自由恋愛が生んだ「恋愛格差」拡大という残酷さ 「現在恋人がいる率」になぜか出る男女の差

自由恋愛が生んだ「恋愛格差」拡大という残酷さ

「現在恋人がいる率」になぜか出る男女の差

2020/02/13 東洋経済


「100mを9秒台で走れ」――。

そう言われても、できないものはできません。一生懸命練習したところで、誰もがそんな速く走れるようになるわけありません。人にはそれぞれ持った能力の限界値というものがあります。

恋愛力もそれと同じです。ここでいう恋愛力とは、誰かを好きになったりするという個人の感情の話ではありません。本記事における恋愛力とは、「恋人を獲得する能力」のことを指すこととします。

この連載でも、「恋愛強者3割の法則」については何度かご紹介してきました。

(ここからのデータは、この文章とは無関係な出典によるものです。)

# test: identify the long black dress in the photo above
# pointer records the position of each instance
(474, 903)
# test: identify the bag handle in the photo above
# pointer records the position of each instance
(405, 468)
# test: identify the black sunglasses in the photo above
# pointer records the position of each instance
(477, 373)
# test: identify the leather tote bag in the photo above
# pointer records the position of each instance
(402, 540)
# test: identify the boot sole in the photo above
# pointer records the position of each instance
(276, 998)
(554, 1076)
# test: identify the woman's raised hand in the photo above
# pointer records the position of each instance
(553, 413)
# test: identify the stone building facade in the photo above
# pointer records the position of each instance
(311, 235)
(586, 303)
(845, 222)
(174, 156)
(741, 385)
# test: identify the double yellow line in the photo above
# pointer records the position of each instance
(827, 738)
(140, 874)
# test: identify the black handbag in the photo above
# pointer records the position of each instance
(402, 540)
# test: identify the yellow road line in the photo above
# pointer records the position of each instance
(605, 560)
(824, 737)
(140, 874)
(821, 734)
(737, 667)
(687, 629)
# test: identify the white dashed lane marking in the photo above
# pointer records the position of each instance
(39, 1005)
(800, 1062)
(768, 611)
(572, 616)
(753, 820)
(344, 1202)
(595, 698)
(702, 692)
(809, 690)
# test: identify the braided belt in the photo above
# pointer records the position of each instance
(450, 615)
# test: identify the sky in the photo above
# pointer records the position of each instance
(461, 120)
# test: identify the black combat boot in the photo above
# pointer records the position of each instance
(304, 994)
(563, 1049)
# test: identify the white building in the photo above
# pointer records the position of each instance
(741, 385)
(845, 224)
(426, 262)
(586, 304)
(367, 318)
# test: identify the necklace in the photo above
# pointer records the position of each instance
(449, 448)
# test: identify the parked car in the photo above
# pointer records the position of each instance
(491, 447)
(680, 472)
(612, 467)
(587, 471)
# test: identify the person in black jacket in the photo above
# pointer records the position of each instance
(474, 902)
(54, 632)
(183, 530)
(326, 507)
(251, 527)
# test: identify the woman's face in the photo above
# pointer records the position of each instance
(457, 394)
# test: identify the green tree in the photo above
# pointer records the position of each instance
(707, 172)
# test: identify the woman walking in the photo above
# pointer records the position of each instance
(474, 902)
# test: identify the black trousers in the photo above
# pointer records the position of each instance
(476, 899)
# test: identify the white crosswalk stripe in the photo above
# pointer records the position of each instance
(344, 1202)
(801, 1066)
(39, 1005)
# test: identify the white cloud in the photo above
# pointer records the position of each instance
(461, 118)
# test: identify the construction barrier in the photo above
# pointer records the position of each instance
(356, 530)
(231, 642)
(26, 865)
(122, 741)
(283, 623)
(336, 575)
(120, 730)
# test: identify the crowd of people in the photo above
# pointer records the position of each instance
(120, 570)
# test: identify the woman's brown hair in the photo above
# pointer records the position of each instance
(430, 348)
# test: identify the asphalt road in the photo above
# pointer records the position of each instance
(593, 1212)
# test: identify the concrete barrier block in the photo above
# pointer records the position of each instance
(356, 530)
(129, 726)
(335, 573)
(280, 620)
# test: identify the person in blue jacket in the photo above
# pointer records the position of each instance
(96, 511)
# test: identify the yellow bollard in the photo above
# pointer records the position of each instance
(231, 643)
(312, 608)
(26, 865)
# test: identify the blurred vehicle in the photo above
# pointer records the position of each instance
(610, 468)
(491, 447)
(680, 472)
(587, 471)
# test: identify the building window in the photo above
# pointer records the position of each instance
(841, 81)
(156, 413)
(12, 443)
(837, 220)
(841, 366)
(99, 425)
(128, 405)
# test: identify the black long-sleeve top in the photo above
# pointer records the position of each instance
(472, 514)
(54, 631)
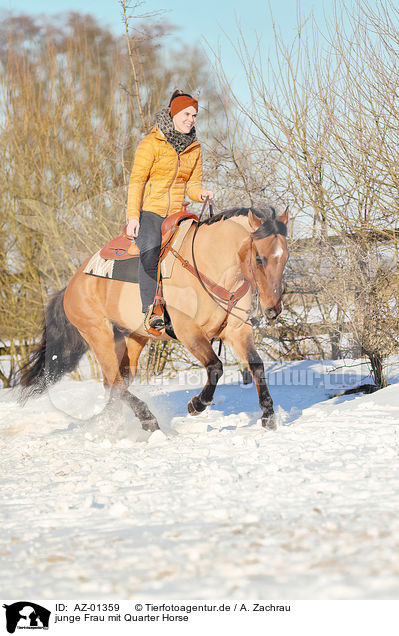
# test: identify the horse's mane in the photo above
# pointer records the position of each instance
(270, 225)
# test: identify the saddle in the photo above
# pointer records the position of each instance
(124, 246)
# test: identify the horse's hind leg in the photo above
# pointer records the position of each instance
(128, 350)
(199, 346)
(101, 340)
(241, 340)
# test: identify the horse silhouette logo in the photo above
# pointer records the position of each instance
(26, 615)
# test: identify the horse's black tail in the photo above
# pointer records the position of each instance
(58, 352)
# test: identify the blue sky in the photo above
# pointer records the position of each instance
(205, 21)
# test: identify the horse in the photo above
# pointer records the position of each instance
(241, 252)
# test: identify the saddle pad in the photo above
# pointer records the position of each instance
(120, 248)
(168, 262)
(126, 270)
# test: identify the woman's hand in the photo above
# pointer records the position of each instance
(132, 228)
(207, 193)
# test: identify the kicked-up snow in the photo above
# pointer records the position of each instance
(211, 507)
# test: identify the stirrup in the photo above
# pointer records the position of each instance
(153, 323)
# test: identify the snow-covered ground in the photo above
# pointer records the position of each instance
(212, 506)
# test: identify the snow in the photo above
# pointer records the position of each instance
(211, 506)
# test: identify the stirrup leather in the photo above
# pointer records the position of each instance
(153, 322)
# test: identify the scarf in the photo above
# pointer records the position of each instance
(178, 141)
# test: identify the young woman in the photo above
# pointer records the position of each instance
(167, 165)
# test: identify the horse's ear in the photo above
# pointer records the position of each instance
(254, 221)
(283, 218)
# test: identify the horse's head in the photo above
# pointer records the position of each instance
(263, 259)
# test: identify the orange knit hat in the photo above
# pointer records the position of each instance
(180, 102)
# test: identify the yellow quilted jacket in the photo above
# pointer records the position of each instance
(161, 178)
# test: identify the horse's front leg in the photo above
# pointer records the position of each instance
(241, 340)
(196, 342)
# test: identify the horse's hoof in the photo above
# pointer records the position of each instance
(150, 425)
(269, 422)
(195, 406)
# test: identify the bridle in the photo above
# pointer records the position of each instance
(221, 295)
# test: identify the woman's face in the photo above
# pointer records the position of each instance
(185, 119)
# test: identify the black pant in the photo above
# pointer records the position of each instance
(149, 242)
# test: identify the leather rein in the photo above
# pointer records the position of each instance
(214, 290)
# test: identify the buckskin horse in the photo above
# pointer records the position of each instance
(223, 262)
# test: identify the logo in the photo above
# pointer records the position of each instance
(26, 615)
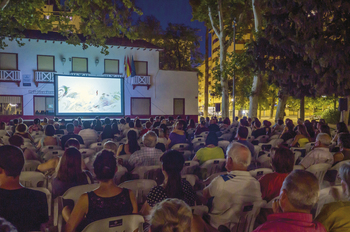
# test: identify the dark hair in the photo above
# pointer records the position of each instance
(16, 140)
(70, 168)
(243, 132)
(212, 138)
(283, 160)
(105, 165)
(132, 141)
(173, 162)
(11, 160)
(49, 130)
(342, 128)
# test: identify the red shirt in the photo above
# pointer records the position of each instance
(270, 185)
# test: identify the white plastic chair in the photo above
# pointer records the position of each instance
(212, 166)
(257, 173)
(127, 223)
(32, 179)
(140, 188)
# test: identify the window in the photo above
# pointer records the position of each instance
(8, 61)
(43, 105)
(140, 106)
(11, 105)
(179, 106)
(111, 66)
(46, 63)
(141, 67)
(79, 65)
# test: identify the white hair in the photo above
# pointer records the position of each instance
(234, 151)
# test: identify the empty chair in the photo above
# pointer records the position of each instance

恋愛する能力があるのは、男女とも3割程度しか存在せず、あとの7割は広義の恋愛弱者となります(3割程度の中間層を含む)。

約40年前から変わらない傾向

「恋愛結婚が9割なのに、未婚者のうち3割しか恋愛強者がいないのなら、有配偶率6割の説明がつかないではないか」というご指摘をいただくことも多いのですが、以前こちらの記事(『最近の若者は「恋愛離れ・草食化」という大誤解』)で説明した通り、既婚男女であっても恋愛強者率は、20〜50代を平均すると大体3割程度です。

別途1000組の夫婦調査も行いましたが、その場合でもきれいに恋愛強者は3割でした。つまり、未婚既婚に関係なく、恋愛能力のある男女というのはせいぜい3割程度しか存在しないのです。
そして、この傾向は、約40年も前から変わりません。出生動向基本調査では、18〜34歳の未婚男女を対象とした「恋人(婚約者)のいる率」という指標がありますが、1982年は男性21.9%、女性23.9%に対し、2015年は男性21.3%、女性30.2%と男女とも2〜3割の間に収まっています。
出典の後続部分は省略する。